Philippe

Philippe est né le 15 septembre 1966 à Digne les Bains.

Je ne me souviens pas de sa naissance ni d’être allée à la maternité. J’ai certainement été gardée durant quelques jours par nos voisines, tante et grand-mère de Valérie P. habitant le fond du lotissement. Je me souviens de ma mère baignant Philippe dans une petite baignoire plastifiée posée sur des pieds en forme de X et disposant d’un tuyau de vidange. Il me semble que j’ai été plus impressionnée par ce système que par le frère que je découvrais, nu, minuscule, avec une proéminence entre les jambes et un bobo rougi par le mercurochrome sur le ventre. Enfin la baignoire se vidait et l’engin se transformait en table…

Mes souvenirs de Philippe sont des bons souvenirs. C’était un frère gentil, joueur et toujours heureux. Sept ans d’écart ne permettent pas vraiment de beaucoup nous rapprocher. Pourtant nous avons jouer ensemble à la balle lorsqu’il était encore dans sa petite enfance, assis dans le couloir et la faisant rouler à ras le sol. Cette balle ou ballon exaspérait notre mère…

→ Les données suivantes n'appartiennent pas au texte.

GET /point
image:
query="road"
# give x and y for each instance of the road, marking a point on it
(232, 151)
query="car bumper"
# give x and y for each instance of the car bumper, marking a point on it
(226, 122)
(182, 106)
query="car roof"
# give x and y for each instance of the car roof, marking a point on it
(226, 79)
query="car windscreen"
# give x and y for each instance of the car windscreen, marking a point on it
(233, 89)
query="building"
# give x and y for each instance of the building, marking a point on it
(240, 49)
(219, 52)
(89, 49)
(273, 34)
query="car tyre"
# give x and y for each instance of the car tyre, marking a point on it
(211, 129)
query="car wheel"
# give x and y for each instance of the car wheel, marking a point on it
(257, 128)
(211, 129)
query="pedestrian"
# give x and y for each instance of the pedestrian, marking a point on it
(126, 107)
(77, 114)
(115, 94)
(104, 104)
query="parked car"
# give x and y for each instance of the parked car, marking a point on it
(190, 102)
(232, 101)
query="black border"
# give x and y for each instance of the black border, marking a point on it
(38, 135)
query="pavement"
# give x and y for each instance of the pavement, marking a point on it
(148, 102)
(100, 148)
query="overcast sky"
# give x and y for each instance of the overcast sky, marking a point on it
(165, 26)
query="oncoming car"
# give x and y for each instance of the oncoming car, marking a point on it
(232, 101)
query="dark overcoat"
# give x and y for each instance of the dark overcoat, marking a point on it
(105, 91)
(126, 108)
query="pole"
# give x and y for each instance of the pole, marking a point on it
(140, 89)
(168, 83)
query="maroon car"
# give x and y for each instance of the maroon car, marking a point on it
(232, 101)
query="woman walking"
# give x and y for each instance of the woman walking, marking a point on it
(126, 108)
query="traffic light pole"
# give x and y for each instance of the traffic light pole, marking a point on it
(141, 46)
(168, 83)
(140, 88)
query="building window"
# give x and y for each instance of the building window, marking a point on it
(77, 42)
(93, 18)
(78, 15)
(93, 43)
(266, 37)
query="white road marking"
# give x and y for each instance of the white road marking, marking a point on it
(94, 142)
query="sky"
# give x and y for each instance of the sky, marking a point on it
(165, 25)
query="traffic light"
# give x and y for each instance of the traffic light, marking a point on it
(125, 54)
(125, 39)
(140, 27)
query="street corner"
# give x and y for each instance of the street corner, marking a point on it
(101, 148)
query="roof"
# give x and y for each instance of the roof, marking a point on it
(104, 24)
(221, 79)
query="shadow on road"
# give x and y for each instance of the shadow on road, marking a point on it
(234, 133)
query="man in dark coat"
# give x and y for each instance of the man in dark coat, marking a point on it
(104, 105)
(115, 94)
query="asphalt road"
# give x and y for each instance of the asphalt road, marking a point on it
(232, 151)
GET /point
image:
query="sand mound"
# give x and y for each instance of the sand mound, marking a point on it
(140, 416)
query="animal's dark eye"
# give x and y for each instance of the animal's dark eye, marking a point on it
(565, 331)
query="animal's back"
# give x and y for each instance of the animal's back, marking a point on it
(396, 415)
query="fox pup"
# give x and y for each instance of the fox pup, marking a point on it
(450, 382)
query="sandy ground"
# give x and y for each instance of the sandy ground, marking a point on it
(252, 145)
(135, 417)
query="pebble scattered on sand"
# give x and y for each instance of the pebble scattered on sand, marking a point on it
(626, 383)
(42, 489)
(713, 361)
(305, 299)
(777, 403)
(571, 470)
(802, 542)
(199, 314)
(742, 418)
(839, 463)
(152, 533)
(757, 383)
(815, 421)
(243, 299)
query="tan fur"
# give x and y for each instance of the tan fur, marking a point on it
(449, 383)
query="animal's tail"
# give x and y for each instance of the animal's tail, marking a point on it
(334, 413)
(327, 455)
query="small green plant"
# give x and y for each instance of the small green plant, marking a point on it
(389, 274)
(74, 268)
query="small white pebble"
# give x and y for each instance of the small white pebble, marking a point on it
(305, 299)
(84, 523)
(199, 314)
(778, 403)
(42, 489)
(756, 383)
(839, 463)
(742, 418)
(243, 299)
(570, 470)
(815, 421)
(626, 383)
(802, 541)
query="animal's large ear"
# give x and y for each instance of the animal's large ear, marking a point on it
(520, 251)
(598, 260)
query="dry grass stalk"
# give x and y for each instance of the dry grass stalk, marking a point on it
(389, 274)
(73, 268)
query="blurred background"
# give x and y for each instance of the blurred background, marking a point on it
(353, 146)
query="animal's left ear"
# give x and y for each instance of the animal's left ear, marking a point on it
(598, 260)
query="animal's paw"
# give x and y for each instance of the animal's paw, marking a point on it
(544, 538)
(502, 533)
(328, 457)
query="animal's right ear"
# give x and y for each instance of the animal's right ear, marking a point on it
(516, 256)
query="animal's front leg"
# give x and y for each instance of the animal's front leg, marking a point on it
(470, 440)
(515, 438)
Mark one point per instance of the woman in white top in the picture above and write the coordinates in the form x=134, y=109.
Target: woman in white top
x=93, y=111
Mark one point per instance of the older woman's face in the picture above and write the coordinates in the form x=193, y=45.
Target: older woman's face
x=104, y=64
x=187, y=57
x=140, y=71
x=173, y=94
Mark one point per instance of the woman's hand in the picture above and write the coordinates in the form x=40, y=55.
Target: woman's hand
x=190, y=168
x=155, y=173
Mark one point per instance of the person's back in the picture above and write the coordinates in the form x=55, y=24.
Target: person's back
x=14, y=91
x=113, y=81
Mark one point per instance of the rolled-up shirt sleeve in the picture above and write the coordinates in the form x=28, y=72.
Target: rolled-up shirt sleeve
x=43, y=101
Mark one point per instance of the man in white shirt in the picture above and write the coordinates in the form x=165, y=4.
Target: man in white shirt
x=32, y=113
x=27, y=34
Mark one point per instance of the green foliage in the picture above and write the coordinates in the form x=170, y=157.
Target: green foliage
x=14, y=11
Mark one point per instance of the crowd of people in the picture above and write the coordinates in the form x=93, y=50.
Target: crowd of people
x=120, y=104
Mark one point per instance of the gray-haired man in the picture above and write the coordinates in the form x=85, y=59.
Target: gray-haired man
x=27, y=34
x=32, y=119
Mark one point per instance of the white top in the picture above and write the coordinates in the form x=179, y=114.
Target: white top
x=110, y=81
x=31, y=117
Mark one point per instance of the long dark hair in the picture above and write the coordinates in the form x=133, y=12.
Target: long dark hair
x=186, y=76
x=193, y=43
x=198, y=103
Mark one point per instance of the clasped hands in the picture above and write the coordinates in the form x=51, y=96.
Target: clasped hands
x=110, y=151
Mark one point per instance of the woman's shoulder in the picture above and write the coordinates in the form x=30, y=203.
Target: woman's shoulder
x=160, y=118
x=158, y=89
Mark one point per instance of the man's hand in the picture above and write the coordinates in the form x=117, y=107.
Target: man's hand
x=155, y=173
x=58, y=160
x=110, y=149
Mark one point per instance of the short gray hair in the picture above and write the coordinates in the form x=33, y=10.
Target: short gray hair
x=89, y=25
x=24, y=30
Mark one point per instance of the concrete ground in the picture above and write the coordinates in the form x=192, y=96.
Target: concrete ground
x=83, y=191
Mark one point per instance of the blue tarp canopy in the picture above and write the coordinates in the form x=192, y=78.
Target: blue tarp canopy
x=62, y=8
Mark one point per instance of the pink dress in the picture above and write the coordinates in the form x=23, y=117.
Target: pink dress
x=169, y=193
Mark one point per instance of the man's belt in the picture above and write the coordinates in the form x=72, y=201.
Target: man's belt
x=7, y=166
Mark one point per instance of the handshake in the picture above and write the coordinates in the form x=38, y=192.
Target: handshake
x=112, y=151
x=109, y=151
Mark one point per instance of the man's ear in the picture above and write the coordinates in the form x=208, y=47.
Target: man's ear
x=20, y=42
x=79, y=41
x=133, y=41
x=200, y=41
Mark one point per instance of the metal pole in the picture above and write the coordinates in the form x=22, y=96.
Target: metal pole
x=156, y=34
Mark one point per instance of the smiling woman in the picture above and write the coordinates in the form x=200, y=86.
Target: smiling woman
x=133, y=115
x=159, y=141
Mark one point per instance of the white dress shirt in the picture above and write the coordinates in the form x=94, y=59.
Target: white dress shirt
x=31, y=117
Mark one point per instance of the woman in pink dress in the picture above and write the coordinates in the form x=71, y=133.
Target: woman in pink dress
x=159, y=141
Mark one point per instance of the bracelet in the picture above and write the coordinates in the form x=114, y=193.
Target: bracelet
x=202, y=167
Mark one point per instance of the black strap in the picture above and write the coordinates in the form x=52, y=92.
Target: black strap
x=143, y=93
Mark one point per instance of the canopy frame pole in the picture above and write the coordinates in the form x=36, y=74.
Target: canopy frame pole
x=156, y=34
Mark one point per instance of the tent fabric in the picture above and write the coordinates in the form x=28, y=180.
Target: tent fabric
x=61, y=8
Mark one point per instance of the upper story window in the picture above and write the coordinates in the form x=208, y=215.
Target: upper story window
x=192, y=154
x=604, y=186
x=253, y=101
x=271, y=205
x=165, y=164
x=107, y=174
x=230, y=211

Un jour, Philippe devait avoir deux ou trois ans, je suis partie de la maison. J’imagine que la seule raison qui m’ait poussée à fuguer était un conflit avec ma mère. Et pensant mon petit frère Philippe victime au même titre que moi de la méchanceté de notre mère, je l’ai emmené avec moi. Grosse erreur. Notre père nous a retrouvés à 100m de la maison et je me souviens encore de l’accueil et des paroles glaçantes de notre mère :”Toi tu peux partir si tu veux, mais tu laisses ton petit frère ici…” Sur le moment, je n’ai pas réalisé ce que cela voulait dire.

Vers l’âge de cinq ans, Philippe a eu la rougeole et se plaignait d’avoir mal aux yeux. Pensant que ces cils qu’il avait magnifiquement longs étaient la source de son mal aux yeux, et les ciseaux en mains il me demandait de les lui couper un peu. Ce que je fis. Notre mère s’en rendit compte quelques temps (heures ? jours ?) après. Et dans toute son innocence Philippe lui avoua que c’était moi qui les lui avais coupés. Ce jour-là, l’enfer s’est abattu sur moi.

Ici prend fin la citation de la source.